Het verzoek van de officier van justitie wordt afgewezen voor zover dat ziet op de overige verzochte zorgvormen, nu voor het afgeven van een machtiging in zoverre geen noodzaak bestaat.
4.6
Er zijn geen minder bezwarende alternatieven die hetzelfde beoogde effect hebben.
4.7
De voorgestelde verplichte zorg is evenredig en naar verwachting effectief.

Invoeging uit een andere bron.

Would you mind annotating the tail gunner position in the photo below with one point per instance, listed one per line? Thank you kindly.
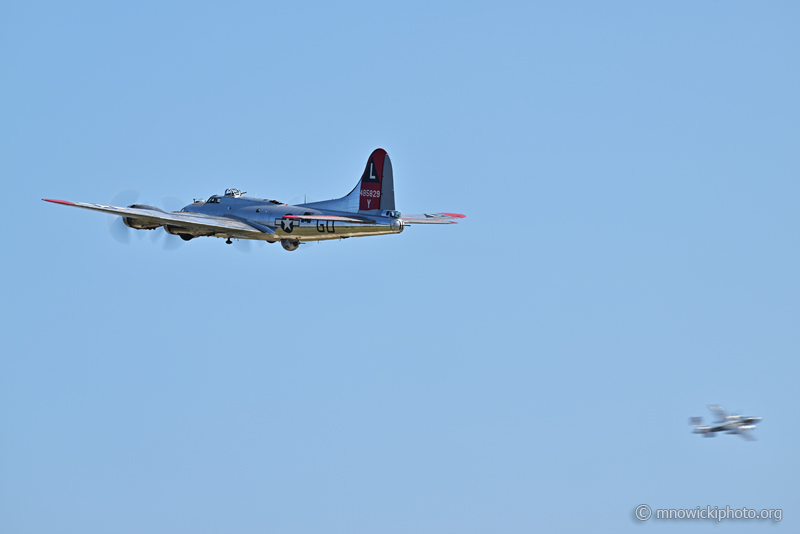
(367, 210)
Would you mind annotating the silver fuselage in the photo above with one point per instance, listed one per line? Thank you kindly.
(271, 215)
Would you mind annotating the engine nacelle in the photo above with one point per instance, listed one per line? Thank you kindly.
(139, 224)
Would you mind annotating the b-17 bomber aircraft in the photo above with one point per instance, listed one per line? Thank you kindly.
(367, 210)
(730, 423)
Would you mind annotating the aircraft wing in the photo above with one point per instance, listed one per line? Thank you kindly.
(190, 221)
(432, 218)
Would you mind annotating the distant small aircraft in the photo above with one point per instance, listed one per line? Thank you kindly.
(725, 422)
(367, 210)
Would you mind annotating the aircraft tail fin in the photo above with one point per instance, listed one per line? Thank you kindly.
(373, 193)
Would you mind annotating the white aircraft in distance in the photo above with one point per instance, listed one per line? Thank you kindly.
(730, 423)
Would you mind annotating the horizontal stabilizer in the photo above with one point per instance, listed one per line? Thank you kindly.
(432, 218)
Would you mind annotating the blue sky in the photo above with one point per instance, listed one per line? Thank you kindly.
(629, 172)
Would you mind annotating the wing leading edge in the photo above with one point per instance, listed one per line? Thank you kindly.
(190, 221)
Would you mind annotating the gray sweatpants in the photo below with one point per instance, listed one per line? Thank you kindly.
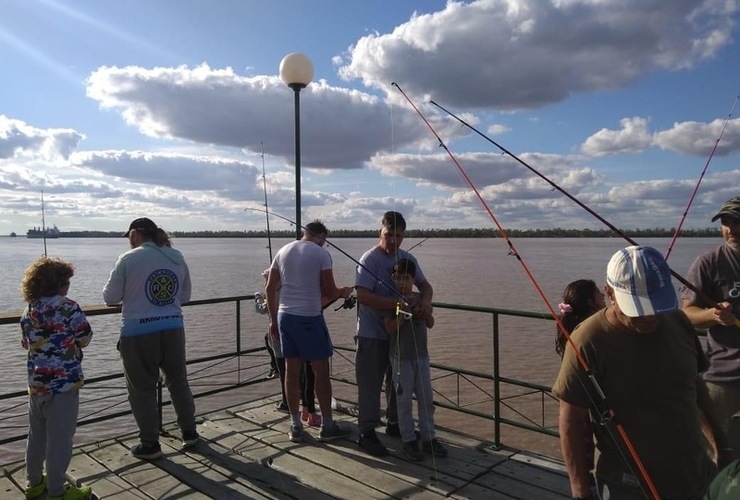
(414, 376)
(52, 422)
(371, 367)
(143, 356)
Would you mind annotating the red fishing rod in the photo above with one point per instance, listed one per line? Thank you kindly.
(608, 224)
(608, 412)
(696, 188)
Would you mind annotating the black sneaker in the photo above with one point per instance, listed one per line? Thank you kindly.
(190, 439)
(147, 451)
(393, 430)
(412, 451)
(336, 431)
(435, 447)
(281, 407)
(370, 443)
(295, 434)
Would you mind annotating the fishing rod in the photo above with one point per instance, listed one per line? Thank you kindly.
(380, 280)
(696, 188)
(267, 213)
(608, 411)
(622, 234)
(418, 244)
(43, 221)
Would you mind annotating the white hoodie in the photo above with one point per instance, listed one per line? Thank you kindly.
(151, 283)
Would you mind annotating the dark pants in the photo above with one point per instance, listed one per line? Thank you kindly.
(372, 367)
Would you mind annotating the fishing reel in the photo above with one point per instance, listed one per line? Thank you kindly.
(348, 303)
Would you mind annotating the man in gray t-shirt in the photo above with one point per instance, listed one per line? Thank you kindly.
(375, 295)
(716, 273)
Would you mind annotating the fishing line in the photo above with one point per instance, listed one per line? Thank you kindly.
(701, 294)
(267, 209)
(696, 188)
(609, 412)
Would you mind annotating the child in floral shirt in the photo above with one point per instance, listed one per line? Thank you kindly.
(54, 331)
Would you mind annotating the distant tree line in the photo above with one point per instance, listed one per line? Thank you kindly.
(657, 232)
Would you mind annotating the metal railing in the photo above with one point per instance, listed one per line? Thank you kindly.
(491, 407)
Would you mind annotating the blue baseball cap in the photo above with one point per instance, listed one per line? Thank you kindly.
(641, 280)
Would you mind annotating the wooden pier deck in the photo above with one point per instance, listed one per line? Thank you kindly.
(245, 453)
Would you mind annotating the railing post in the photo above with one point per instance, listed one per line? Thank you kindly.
(160, 405)
(238, 341)
(496, 387)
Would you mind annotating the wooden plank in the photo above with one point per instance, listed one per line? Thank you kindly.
(141, 474)
(390, 475)
(524, 487)
(255, 476)
(289, 471)
(85, 469)
(200, 476)
(545, 479)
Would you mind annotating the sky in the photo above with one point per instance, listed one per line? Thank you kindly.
(173, 111)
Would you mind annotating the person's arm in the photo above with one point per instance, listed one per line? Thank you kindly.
(725, 454)
(187, 287)
(113, 289)
(81, 327)
(329, 290)
(271, 291)
(392, 324)
(702, 317)
(375, 301)
(573, 434)
(430, 321)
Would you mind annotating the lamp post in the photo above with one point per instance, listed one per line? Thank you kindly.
(296, 71)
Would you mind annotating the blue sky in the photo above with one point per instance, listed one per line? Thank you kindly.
(123, 109)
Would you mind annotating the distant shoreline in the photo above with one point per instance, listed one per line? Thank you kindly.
(425, 233)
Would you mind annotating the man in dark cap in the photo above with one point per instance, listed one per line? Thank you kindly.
(375, 297)
(151, 282)
(716, 273)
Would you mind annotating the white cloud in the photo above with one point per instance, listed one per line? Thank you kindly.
(19, 138)
(695, 138)
(508, 54)
(633, 137)
(340, 128)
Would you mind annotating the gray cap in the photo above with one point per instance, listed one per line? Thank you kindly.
(731, 208)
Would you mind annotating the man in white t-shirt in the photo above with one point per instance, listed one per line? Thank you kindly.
(301, 280)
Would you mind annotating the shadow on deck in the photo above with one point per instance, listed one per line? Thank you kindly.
(245, 453)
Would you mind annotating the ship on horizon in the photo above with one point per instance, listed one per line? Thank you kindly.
(38, 232)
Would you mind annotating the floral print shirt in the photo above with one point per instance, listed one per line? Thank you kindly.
(54, 331)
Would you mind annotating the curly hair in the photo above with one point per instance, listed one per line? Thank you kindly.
(44, 278)
(578, 295)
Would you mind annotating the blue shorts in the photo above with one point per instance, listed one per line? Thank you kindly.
(305, 337)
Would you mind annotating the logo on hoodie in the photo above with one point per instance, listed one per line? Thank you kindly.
(161, 287)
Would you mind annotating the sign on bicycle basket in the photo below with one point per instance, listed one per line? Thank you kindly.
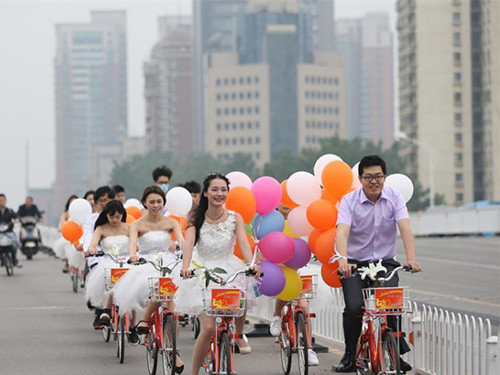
(226, 298)
(166, 286)
(389, 298)
(307, 284)
(116, 274)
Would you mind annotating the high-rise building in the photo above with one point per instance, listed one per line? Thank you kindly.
(449, 95)
(367, 50)
(91, 94)
(169, 94)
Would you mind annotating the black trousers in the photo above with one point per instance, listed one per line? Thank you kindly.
(353, 297)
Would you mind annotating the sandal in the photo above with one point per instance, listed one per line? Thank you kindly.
(142, 330)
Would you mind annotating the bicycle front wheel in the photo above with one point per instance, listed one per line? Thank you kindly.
(302, 344)
(169, 350)
(225, 354)
(285, 348)
(389, 362)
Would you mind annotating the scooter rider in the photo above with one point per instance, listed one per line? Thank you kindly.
(7, 216)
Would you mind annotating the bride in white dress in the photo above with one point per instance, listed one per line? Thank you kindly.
(214, 231)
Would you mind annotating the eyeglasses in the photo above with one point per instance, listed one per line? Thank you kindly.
(370, 178)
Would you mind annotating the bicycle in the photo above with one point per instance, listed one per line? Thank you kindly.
(295, 336)
(378, 349)
(162, 326)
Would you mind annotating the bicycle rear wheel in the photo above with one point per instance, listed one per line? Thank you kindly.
(389, 362)
(169, 345)
(225, 354)
(302, 344)
(285, 348)
(151, 351)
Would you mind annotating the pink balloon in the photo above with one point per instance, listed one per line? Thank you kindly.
(267, 192)
(277, 247)
(298, 223)
(239, 179)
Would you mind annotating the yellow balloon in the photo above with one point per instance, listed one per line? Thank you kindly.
(288, 231)
(293, 285)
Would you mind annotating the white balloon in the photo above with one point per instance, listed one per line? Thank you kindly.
(179, 201)
(80, 210)
(401, 183)
(239, 179)
(322, 162)
(303, 188)
(355, 180)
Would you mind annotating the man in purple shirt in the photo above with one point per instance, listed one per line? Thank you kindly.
(366, 233)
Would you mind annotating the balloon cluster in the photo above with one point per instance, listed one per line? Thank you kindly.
(282, 250)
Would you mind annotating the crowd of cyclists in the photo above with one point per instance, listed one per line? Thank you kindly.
(366, 233)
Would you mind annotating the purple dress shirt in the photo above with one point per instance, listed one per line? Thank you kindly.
(373, 227)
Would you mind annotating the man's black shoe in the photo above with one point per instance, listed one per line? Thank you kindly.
(404, 366)
(347, 364)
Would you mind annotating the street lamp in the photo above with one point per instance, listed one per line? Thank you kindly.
(430, 150)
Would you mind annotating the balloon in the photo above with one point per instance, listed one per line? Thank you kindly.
(401, 183)
(238, 179)
(301, 255)
(241, 200)
(288, 231)
(297, 221)
(134, 211)
(237, 249)
(322, 162)
(72, 231)
(273, 281)
(355, 176)
(293, 285)
(265, 224)
(285, 199)
(313, 236)
(303, 188)
(179, 201)
(324, 246)
(80, 210)
(330, 275)
(322, 214)
(267, 192)
(133, 202)
(277, 247)
(337, 178)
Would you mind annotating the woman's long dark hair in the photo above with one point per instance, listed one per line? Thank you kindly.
(111, 208)
(68, 202)
(199, 215)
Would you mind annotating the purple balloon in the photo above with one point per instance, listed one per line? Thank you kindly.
(277, 247)
(274, 280)
(267, 192)
(301, 256)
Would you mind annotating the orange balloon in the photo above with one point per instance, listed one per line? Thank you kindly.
(337, 178)
(285, 198)
(242, 200)
(322, 214)
(324, 246)
(330, 275)
(134, 211)
(313, 236)
(237, 249)
(71, 231)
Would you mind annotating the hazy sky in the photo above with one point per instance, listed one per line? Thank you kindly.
(27, 49)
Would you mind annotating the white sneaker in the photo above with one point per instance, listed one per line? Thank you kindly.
(312, 358)
(275, 326)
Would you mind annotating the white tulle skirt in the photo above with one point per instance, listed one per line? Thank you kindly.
(131, 293)
(95, 285)
(75, 258)
(189, 296)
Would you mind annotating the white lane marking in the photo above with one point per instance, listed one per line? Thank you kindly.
(459, 263)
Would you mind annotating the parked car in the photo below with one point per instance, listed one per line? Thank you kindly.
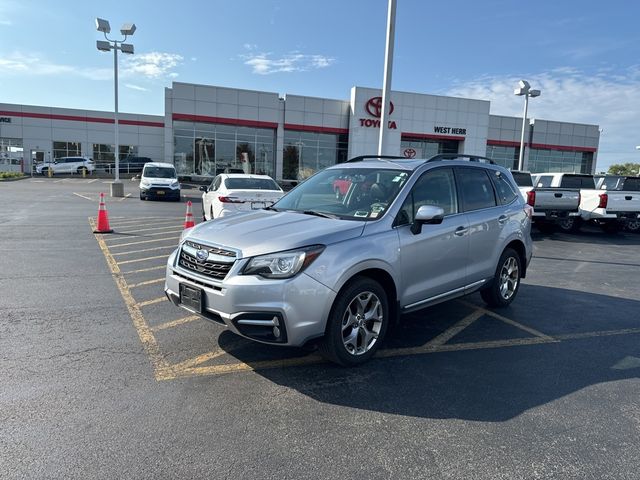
(237, 192)
(67, 165)
(315, 268)
(159, 180)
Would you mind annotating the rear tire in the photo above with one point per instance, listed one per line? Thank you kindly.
(357, 323)
(506, 281)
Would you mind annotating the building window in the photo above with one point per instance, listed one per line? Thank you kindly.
(426, 148)
(208, 149)
(308, 152)
(67, 149)
(546, 160)
(505, 156)
(104, 153)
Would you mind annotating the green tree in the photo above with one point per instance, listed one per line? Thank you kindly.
(625, 169)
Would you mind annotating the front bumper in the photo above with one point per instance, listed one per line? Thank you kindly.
(252, 306)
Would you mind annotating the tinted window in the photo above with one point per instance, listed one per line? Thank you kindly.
(477, 191)
(437, 188)
(544, 181)
(159, 172)
(251, 184)
(631, 185)
(577, 181)
(522, 179)
(505, 190)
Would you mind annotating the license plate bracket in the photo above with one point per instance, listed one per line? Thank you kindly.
(191, 297)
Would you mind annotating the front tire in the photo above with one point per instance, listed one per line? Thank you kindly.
(506, 281)
(357, 323)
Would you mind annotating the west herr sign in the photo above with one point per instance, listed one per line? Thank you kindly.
(450, 130)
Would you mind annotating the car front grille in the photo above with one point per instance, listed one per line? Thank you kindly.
(216, 268)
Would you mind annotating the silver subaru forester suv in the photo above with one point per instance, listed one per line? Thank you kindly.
(338, 268)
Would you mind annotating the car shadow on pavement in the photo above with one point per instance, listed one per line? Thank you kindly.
(596, 340)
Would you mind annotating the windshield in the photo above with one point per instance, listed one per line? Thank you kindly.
(159, 172)
(251, 184)
(347, 193)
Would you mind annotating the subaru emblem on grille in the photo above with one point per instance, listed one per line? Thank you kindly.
(202, 255)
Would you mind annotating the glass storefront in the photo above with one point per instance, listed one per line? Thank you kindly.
(66, 149)
(505, 156)
(545, 160)
(307, 152)
(426, 148)
(208, 149)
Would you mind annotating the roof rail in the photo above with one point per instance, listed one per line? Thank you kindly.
(460, 156)
(360, 158)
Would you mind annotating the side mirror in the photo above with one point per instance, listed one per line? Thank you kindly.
(426, 214)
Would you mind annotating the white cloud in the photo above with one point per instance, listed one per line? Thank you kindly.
(263, 64)
(135, 87)
(571, 95)
(153, 64)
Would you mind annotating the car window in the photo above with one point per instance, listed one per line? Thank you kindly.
(159, 172)
(504, 189)
(250, 184)
(544, 181)
(477, 190)
(435, 187)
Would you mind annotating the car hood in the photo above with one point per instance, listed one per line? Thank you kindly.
(262, 231)
(160, 181)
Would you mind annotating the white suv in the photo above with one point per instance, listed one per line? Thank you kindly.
(67, 165)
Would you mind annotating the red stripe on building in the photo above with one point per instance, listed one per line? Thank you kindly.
(77, 118)
(543, 146)
(316, 129)
(226, 121)
(429, 136)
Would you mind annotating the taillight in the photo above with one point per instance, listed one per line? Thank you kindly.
(224, 199)
(531, 197)
(604, 198)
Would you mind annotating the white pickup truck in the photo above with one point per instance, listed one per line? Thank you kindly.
(555, 203)
(615, 203)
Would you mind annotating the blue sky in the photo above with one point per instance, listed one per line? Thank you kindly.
(583, 55)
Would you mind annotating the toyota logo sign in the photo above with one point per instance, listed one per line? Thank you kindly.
(374, 107)
(410, 153)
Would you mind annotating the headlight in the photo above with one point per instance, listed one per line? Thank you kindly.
(283, 264)
(185, 233)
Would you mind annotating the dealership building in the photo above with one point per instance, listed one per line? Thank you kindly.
(209, 129)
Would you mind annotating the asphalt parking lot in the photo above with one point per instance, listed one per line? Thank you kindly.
(102, 377)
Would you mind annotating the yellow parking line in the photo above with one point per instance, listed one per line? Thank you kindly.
(145, 241)
(82, 196)
(149, 342)
(148, 282)
(149, 229)
(175, 323)
(138, 260)
(159, 267)
(144, 250)
(152, 302)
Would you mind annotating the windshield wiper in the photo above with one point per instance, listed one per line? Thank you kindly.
(320, 214)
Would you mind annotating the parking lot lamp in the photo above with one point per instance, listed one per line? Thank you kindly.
(117, 189)
(526, 91)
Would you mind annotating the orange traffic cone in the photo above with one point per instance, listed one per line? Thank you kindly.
(103, 218)
(188, 220)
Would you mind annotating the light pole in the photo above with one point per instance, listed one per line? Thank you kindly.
(117, 189)
(526, 90)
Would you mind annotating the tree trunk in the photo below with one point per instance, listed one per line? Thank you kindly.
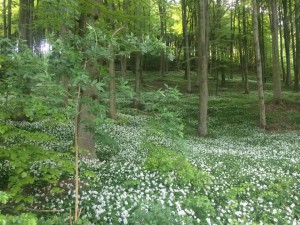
(275, 52)
(186, 46)
(245, 58)
(262, 44)
(4, 19)
(137, 98)
(25, 21)
(112, 89)
(262, 112)
(297, 22)
(287, 41)
(86, 118)
(123, 66)
(162, 16)
(202, 36)
(281, 46)
(9, 17)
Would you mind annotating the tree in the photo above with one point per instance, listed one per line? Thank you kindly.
(297, 22)
(245, 53)
(202, 48)
(287, 41)
(262, 113)
(275, 53)
(26, 8)
(186, 45)
(163, 28)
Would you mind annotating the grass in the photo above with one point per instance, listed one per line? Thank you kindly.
(254, 175)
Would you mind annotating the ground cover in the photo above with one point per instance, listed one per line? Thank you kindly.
(239, 174)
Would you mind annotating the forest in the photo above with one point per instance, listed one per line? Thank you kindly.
(154, 112)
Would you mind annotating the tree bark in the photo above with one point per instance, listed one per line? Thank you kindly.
(4, 19)
(202, 36)
(25, 21)
(112, 89)
(9, 17)
(275, 52)
(262, 112)
(281, 47)
(297, 22)
(245, 58)
(186, 46)
(162, 16)
(287, 41)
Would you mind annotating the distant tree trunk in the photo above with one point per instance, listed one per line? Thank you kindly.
(275, 52)
(202, 36)
(245, 58)
(4, 19)
(297, 22)
(260, 89)
(138, 67)
(123, 66)
(9, 17)
(112, 88)
(262, 44)
(162, 16)
(25, 21)
(281, 47)
(86, 118)
(232, 30)
(287, 41)
(240, 42)
(186, 46)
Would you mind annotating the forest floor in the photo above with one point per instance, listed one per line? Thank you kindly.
(248, 175)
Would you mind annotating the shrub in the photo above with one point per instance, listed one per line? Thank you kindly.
(152, 213)
(165, 160)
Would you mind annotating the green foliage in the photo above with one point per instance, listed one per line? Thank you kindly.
(168, 120)
(23, 219)
(165, 160)
(61, 220)
(151, 213)
(201, 205)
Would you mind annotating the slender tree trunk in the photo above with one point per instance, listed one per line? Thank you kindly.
(202, 34)
(281, 46)
(137, 98)
(262, 44)
(25, 21)
(240, 42)
(293, 38)
(287, 41)
(112, 89)
(297, 22)
(162, 16)
(232, 30)
(9, 17)
(186, 46)
(275, 53)
(4, 19)
(245, 58)
(260, 89)
(123, 66)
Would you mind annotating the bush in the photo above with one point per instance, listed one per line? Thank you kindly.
(151, 213)
(165, 160)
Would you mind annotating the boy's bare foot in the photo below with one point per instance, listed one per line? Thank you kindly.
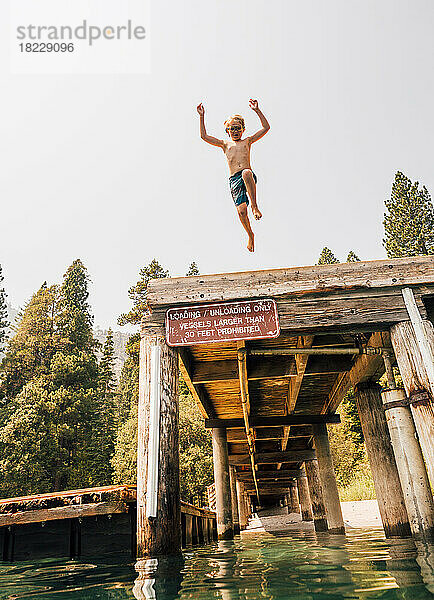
(257, 213)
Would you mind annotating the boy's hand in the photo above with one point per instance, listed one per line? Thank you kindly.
(253, 104)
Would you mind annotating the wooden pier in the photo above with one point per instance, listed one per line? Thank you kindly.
(268, 357)
(84, 523)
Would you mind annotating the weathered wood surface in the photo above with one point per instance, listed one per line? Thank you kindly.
(411, 467)
(274, 421)
(388, 489)
(242, 513)
(417, 384)
(293, 495)
(234, 503)
(328, 480)
(73, 511)
(273, 457)
(225, 528)
(304, 496)
(270, 367)
(163, 534)
(316, 496)
(197, 391)
(275, 474)
(293, 281)
(365, 368)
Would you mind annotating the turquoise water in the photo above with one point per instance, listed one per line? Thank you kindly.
(296, 566)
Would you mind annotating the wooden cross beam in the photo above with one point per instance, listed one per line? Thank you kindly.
(273, 421)
(292, 456)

Uit de stukken blijkt dat bij het bepalen van de juiste zorg rekening is gehouden met de voorwaarden die noodzakelijk zijn om deelname van betrokkene aan het maatschappelijk leven te bevorderen, alsmede met de veiligheid van betrokkene.
4.8
Gelet op het voorgaande is voldaan aan de criteria voor en doelen van verplichte zorg als bedoeld in de Wvggz. De zorgmachtiging zal worden verleend voor de (verzochte) duur van twaalf maanden.

5.Beslissing

De rechtbank:
verleent een zorgmachtiging ten aanzien van:
[betrokkene],
geboren op [geboortedag] 1995 te [geboorteplaats] ;
bepaalt dat bij wijze van verplichte zorg de maatregelen zoals genoemd in rechtsoverweging 4.5 kunnen worden getroffen;
bepaalt dat deze machtiging geldt tot en met 5 januari 2025;
wijst af het meer of anders verzochte.
Deze beschikking is mondeling gegeven door mr. Phillips, rechter en in het openbaar uitgesproken op 5 januari 2024 in tegenwoordigheid van Baremans als griffier, en op 12 januari 2024 schriftelijk uitgewerkt en ondertekend.
Tegen deze beschikking staat het rechtsmiddel van cassatie open.